The Owasm library consists of two primary modules: owasm/oei and owasm/ext.
The OEI modules defines a set of functions that are part of the Owasm Oracle Environment Interface. These functions are then accessible to an oracle script during its execution.
GetAskCount returns the number of validators asked to work for this oracle query.
Returns:
-
askCount: i64- The requested validator count.
GetMinCount returns the minimum number of validators to move to aggregation phase.
Returns:
-
minCount: i64- The sufficient validator count.

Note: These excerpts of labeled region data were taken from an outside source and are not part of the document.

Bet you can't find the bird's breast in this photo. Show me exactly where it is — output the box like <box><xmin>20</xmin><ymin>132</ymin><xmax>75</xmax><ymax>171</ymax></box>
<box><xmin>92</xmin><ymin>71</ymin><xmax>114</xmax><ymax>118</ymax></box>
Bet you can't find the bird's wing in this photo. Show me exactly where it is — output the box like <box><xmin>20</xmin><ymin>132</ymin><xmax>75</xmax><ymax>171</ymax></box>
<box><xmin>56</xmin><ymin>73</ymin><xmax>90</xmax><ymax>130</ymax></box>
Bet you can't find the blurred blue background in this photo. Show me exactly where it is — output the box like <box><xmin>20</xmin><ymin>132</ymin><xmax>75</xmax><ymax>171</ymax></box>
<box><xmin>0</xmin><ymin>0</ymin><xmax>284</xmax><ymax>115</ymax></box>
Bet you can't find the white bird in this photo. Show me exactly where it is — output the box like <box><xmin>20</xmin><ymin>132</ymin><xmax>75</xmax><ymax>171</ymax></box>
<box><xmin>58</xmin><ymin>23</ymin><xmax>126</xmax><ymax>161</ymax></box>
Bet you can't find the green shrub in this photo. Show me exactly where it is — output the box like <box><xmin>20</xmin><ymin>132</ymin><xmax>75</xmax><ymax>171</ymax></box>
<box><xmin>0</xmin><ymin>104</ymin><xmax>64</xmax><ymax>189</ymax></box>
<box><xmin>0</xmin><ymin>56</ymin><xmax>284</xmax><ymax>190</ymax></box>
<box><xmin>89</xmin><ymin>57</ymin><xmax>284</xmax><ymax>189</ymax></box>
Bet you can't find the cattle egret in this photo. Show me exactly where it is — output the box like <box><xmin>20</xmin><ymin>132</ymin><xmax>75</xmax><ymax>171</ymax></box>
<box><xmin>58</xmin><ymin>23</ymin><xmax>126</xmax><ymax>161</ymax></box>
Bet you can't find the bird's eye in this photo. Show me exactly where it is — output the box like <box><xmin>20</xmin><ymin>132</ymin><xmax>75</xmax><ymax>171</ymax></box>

GetAnsCount returns the number of validators that submit answers. Zero during preparation.
Returns:
-
ansCount: i64- The received validator count.
GetPrepareBlockTime returns the time of preparation phase was run.
Returns:
-
timestamp: i64- The block timestamp during the preparation phase.
GetAggregateBlockTime returns the time of aggregation phase. Zero during preparation.
Returns:
-
timestamp: i64- The block timestamp during the aggregation phase.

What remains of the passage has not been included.